On n’était plus dans une rame de RER, on était dans un autre monde et on sentait tous les deux la chaleur de nos corps et, rien qu’avec nos yeux, on savait que nos cœurs battaient un peu plus fort.

Et soudain.

« Châtelet-les-Halles. Châtelet-les-Halles. Attention à la marche en descendant du train. Please mind the gap between the train and the platform ».

On a cessé de danser, d’un coup. L’orchestre s’est arrêté aussi brutalement qu’il avait démarré. La foule entre nous a commencé à se dissiper, les gens, à descendre de la rame. Je devais m’en aller, moi aussi, mais je n’en avais pas envie. Je voulais rester et encore danser avec lui !

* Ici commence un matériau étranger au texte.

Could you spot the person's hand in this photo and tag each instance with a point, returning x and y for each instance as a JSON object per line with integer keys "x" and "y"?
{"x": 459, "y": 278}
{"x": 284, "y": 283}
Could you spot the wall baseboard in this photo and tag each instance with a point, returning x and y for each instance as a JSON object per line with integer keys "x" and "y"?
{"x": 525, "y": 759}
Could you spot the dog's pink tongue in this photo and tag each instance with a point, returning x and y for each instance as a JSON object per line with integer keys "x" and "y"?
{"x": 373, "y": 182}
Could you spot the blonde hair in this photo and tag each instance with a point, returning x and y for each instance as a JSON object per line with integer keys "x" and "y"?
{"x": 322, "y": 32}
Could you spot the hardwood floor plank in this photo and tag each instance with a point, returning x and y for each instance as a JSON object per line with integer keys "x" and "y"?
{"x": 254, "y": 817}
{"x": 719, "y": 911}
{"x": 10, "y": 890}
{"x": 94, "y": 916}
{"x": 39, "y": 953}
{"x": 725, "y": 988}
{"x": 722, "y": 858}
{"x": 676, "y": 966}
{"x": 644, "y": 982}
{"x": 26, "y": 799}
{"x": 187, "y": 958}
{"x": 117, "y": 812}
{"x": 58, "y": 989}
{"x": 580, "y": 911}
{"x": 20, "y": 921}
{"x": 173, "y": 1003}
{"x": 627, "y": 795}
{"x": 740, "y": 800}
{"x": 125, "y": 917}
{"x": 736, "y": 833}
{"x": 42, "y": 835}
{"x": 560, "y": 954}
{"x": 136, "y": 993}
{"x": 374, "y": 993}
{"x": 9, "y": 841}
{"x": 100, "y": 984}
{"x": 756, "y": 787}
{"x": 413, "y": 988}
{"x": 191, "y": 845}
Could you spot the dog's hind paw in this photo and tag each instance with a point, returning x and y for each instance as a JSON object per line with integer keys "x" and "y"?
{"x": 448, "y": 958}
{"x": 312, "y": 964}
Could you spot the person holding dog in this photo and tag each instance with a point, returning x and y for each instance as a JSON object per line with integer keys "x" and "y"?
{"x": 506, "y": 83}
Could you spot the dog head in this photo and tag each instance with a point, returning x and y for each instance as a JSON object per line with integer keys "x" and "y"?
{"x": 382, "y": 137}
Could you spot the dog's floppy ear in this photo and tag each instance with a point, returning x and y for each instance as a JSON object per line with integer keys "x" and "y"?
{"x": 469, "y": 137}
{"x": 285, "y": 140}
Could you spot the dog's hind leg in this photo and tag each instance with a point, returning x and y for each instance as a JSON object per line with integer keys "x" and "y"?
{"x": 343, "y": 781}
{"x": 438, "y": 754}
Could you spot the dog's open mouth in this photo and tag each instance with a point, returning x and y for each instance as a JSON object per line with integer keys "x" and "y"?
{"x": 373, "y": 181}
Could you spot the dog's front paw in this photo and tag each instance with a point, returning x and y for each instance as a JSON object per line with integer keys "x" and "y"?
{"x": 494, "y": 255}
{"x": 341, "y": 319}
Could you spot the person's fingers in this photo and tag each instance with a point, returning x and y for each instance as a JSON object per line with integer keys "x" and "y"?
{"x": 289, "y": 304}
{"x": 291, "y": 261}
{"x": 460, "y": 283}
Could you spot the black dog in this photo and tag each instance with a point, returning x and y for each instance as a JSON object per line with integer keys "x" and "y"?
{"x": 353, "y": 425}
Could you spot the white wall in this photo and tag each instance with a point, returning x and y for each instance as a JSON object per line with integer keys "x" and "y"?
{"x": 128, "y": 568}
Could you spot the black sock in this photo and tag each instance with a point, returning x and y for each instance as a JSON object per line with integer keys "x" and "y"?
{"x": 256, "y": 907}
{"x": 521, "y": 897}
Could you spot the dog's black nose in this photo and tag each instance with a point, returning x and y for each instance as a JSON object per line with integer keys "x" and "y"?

Toujours sans me quitter des yeux, il s’est dirigé vers la sortie. On a fait quelques pas côte à côte, le temps de quitter notre bulle. On s’est à nouveau regardé quand on a atterri sur le quai. On s’est dit au revoir avec les yeux. On s’est remercié silencieusement pour cette danse imaginaire. On s’est dit à coup de pupilles et de sourires que c’était génial, qu’on n’avait jamais vécu un truc pareil, merci, merci du fond du cœur. On s’est souhaité une bonne journée, toujours sans parler. On a murmuré chacun dans notre tête « J’aimerai beaucoup te revoir »…

Je crois que je lui ai frôlé la main, hésitant à l’attraper pour lui demander son nom, son numéro, pour lui dire qu’on pourrait à nouveau danser ou qu’on pourrait peut-être simplement boire un café. J’ai senti le même micro-mouvement au niveau de ses doigts, je l’ai vu soupirer et tout comme moi, se résigner, se dire que ce n’était probablement pas une bonne idée.

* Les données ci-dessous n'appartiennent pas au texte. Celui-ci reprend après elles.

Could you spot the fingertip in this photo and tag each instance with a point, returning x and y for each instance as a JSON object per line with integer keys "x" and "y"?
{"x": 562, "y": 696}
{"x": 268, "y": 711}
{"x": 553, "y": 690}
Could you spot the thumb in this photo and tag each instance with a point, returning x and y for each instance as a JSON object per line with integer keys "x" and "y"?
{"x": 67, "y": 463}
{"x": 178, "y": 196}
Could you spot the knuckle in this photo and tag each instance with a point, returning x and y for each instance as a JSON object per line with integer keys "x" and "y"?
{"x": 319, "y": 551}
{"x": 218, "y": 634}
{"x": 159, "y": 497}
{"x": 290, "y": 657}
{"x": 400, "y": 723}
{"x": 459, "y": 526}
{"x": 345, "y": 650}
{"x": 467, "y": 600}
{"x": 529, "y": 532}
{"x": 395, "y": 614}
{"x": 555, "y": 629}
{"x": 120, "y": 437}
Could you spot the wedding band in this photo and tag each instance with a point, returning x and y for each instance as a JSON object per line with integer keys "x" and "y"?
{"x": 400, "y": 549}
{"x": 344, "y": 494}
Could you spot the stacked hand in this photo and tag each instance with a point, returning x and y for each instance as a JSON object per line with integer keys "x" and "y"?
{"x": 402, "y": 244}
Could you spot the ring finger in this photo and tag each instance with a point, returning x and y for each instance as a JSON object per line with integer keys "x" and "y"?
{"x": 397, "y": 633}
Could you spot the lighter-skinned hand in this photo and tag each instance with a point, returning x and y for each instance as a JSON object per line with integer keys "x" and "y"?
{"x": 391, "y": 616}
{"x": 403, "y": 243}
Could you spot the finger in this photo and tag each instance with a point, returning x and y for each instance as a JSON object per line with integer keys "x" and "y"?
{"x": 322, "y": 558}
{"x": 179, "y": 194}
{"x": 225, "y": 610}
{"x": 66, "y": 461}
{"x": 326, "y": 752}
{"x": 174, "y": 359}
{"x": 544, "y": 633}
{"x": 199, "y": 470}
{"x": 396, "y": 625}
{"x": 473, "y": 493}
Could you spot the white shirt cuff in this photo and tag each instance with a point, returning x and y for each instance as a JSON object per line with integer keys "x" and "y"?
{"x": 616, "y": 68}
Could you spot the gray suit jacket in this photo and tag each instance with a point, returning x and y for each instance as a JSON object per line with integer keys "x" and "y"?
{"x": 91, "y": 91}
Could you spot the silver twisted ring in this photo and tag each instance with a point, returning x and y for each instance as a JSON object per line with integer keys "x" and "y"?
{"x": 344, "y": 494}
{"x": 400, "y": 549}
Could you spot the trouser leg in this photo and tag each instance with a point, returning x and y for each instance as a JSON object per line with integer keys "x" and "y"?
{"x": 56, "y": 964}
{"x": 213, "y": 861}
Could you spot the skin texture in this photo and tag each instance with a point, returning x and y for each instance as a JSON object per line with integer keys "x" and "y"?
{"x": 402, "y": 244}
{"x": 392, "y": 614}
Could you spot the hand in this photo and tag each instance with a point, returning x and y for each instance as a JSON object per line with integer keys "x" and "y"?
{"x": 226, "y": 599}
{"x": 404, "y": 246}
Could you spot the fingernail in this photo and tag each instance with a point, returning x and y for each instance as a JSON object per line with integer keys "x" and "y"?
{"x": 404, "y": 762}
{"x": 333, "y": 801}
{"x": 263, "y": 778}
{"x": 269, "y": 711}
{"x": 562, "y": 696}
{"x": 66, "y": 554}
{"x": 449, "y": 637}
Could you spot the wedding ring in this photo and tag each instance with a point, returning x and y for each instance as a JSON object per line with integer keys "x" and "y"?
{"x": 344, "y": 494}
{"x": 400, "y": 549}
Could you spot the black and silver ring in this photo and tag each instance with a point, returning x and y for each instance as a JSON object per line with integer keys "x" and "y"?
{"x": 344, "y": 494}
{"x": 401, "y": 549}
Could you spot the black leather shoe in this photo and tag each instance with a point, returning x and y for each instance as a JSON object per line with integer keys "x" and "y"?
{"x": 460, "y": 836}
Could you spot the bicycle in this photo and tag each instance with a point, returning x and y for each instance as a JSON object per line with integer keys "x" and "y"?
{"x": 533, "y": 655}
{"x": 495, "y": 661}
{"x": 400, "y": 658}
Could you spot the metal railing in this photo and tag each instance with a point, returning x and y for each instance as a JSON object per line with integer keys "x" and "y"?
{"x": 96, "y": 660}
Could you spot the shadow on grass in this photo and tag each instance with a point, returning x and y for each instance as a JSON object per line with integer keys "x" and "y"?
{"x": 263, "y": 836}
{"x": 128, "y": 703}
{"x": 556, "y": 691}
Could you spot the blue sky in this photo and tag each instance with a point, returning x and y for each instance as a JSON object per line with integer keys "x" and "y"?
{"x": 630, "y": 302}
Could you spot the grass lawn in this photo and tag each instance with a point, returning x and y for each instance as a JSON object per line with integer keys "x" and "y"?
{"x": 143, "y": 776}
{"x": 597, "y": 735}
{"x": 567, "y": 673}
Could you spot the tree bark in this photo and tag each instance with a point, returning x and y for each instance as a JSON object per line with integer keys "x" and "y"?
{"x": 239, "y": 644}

Finalement on s’est laissé partir, chacun de notre côté, chacun dans notre journée.

On a cessé de se regarder et on a tous les deux disparu dans la foule.

Nos bulles se sont définitivement déconnectées et on s’est perdu de vue.

J’ai continué à prendre le RER tous les jours ou presque, à raison de plus ou moins trois heures par jour. J’ai continué à écouter la musique très fort dans mes oreilles, à ériger ma bulle très haut pour me protéger des autres passager·e·s. J’ai continué, parfois, à écouter les conversations des gens autour de moi. J’ai évidemment continué à imaginer des vies à mes compagnons de galère. Quant à mon danseur lumineux, j’ai eu, pendant quelques semaines, un petit sursaut quand j’entendais le nom de la station où il était apparu, mais je ne l’ai définitivement jamais revu.

La vie est drôle parfois. Elle te met de la musique et de la danse dans le cœur quand tu ne t’y attends pas, puis elle te laisse te démerder avec ta sensation de rêve éveillé sans te donner d’explication ni de comment ni de pourquoi.

Tant pis. C’est comme ça. Je me dis qu’au moins, j’ai eu la chance de vivre une expérience comme celle-là. Et peut-être qu’un jour, si je reprends le RER ou même, un autre train, un autre bus, une autre vie, je retomberai sur mon compagnon de danse imaginaire. Et on se reconnaîtra. Et on se sourira. Et on dansera encore une fois.